La furia y el hastío se anulan, no necesariamente al fundirse, en el retiro que uno trata de eludir, pero que está ahí, necesario como el abrazo de una madre.
Cuando la soledad es una cárcel, aflora la ortiga del rencor o suena la dulce música de la melancolía.
Si la soledad es voluntaria, los sentimientos se difuminan como granos de arena en el desierto.
A veces, sin embargo, uno siente miedo de la irremisible vuelta al ruido de las metas lejanas, los trabajos pecuniarios, las relaciones sociales, y todo eso que te engulle mientras crees que estás viviendo. Entonces pruebas a ahogar un grito de silencio en los poco transitados caminos del destierro. Sólo para demostrarte que sigues siendo capaz de correr.
Es como tratar de mirarse en el reflejo de un río turbio. No sale la verdad a relucir, pero uno se siente tranquilo al ver que su presencia todavía deja un resquicio en el mundo.
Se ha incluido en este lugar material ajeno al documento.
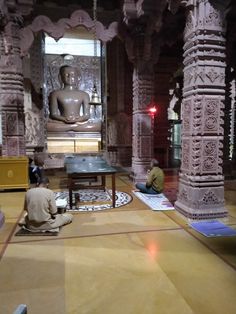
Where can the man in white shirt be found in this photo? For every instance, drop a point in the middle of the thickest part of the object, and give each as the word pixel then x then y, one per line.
pixel 40 206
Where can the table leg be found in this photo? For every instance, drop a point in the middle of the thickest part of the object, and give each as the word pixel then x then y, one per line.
pixel 70 193
pixel 104 182
pixel 113 180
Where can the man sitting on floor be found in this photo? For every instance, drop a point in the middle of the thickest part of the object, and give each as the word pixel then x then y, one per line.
pixel 155 180
pixel 41 209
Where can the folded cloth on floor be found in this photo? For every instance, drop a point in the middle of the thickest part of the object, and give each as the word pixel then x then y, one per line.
pixel 213 228
pixel 23 231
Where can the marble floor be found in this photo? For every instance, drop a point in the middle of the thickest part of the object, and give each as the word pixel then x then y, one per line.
pixel 128 260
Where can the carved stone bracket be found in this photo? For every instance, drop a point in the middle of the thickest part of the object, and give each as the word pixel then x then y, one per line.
pixel 58 29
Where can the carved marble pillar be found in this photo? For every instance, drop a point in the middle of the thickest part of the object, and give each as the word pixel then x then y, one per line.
pixel 142 140
pixel 201 183
pixel 11 93
pixel 11 77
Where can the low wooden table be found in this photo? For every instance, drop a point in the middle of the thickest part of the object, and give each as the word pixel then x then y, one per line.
pixel 79 168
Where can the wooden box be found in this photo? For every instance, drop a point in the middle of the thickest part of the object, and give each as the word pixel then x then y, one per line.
pixel 14 173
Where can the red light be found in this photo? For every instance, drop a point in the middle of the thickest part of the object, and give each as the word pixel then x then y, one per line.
pixel 153 110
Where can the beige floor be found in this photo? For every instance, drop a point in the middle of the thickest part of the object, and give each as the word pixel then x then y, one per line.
pixel 125 260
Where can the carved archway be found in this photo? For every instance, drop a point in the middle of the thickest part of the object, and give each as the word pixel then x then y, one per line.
pixel 58 29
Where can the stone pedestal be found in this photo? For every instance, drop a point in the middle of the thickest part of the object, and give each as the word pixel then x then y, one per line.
pixel 76 142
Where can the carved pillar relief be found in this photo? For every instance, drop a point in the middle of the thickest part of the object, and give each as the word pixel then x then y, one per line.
pixel 201 185
pixel 11 79
pixel 143 91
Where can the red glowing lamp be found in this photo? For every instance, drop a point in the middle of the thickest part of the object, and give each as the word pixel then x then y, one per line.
pixel 153 110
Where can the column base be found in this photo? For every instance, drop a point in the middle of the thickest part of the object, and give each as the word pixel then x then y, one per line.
pixel 201 200
pixel 2 219
pixel 199 214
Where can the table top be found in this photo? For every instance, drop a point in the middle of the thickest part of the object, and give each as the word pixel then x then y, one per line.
pixel 87 164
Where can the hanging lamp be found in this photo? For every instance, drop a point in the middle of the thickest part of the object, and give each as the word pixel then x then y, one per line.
pixel 95 99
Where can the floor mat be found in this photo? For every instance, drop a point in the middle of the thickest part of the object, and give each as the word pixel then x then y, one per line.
pixel 91 199
pixel 213 229
pixel 26 232
pixel 155 201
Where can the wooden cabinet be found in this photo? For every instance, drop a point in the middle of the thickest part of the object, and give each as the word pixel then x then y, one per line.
pixel 14 173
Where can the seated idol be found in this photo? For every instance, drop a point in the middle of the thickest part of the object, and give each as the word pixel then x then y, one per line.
pixel 69 107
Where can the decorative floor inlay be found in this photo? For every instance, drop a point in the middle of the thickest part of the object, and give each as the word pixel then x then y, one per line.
pixel 91 199
pixel 155 201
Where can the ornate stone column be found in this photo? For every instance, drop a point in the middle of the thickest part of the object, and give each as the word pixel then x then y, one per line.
pixel 201 183
pixel 11 78
pixel 142 139
pixel 143 20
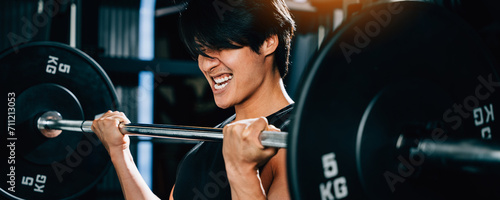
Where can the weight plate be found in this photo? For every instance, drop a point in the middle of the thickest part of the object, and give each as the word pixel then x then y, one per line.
pixel 44 76
pixel 401 68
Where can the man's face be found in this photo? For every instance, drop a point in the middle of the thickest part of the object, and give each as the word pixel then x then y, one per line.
pixel 234 75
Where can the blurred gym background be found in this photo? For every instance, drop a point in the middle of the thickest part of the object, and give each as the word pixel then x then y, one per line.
pixel 137 43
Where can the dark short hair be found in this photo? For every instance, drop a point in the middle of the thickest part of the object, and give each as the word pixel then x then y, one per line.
pixel 233 24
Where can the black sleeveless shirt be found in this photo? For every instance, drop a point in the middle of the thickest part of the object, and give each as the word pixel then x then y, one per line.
pixel 202 173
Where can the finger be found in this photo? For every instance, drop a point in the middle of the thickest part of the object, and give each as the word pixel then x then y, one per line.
pixel 254 130
pixel 272 128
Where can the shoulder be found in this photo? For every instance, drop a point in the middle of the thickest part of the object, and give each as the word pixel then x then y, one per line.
pixel 273 176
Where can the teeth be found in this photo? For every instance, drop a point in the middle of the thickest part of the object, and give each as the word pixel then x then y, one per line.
pixel 221 80
pixel 218 82
pixel 218 87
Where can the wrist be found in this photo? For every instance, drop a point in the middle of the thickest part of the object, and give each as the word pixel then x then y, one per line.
pixel 118 153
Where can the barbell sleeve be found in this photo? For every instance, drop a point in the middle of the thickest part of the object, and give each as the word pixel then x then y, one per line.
pixel 268 138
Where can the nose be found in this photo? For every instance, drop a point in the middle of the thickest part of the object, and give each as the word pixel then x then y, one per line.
pixel 207 63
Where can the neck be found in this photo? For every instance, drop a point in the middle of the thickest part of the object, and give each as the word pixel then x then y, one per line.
pixel 266 101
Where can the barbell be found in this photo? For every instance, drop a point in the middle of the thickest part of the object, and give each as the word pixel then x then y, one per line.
pixel 51 123
pixel 399 103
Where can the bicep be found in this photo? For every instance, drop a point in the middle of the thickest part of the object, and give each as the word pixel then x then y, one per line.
pixel 279 185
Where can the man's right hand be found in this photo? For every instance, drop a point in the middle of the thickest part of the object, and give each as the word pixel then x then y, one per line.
pixel 107 129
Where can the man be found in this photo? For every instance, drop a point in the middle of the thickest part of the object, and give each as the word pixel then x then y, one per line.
pixel 242 47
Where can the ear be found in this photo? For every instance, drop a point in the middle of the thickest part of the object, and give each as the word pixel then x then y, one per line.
pixel 269 45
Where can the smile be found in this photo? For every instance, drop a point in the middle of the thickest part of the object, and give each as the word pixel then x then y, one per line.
pixel 222 81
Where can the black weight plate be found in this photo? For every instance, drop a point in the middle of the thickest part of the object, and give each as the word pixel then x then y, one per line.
pixel 418 63
pixel 44 76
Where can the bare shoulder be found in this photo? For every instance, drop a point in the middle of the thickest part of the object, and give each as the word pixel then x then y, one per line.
pixel 273 176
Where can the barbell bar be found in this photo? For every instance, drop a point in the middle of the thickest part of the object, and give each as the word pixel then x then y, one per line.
pixel 52 120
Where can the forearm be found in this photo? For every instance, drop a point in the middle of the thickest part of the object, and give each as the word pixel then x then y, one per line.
pixel 246 185
pixel 133 185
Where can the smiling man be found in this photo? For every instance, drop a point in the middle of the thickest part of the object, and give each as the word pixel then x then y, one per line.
pixel 242 47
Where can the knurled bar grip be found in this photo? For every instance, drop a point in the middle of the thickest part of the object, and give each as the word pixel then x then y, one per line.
pixel 268 138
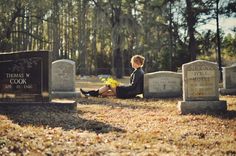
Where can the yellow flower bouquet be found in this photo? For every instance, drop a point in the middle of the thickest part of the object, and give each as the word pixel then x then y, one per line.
pixel 110 81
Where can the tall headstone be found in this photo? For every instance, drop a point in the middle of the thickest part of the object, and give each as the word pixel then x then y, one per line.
pixel 200 88
pixel 229 80
pixel 162 84
pixel 64 79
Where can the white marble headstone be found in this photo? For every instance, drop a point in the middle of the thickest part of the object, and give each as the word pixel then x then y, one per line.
pixel 200 81
pixel 162 84
pixel 229 77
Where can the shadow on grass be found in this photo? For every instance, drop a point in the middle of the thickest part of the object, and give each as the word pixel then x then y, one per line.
pixel 52 117
pixel 229 114
pixel 119 103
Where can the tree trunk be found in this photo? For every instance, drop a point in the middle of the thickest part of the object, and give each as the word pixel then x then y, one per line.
pixel 191 21
pixel 117 57
pixel 55 31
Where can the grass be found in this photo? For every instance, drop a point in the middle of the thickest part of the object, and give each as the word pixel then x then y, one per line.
pixel 111 126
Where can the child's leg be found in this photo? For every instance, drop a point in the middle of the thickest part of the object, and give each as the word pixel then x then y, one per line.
pixel 108 93
pixel 103 89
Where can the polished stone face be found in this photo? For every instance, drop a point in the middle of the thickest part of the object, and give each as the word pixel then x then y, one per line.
pixel 162 84
pixel 24 76
pixel 200 81
pixel 63 75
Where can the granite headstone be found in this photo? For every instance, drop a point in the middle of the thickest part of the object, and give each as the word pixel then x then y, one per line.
pixel 24 76
pixel 200 88
pixel 162 84
pixel 229 81
pixel 25 79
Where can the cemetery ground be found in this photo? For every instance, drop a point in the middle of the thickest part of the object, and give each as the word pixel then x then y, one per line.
pixel 111 126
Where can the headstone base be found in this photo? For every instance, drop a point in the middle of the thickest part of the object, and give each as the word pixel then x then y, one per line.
pixel 197 107
pixel 58 104
pixel 224 91
pixel 164 95
pixel 57 94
Cuando emites el grito entre el silencio descubres que, vayas donde vayas, siempre hay ruido. No existe el silencio tal y como lo imaginaste.
Inevitablemente hay gente alrededor, hay mosquitos y hay estrellas. Puedes mirar hacia otro lado, pero la noche es más clara cuando la luna brilla y con eso debería bastarte para saber que está ahí.
Siempre, aunque creas que no, esos gritos ahogados se reflejan en el mundo sensible. Es entonces cuando descubres que eres tú, y que de ti no puedes escapar por más lejos que logres huir.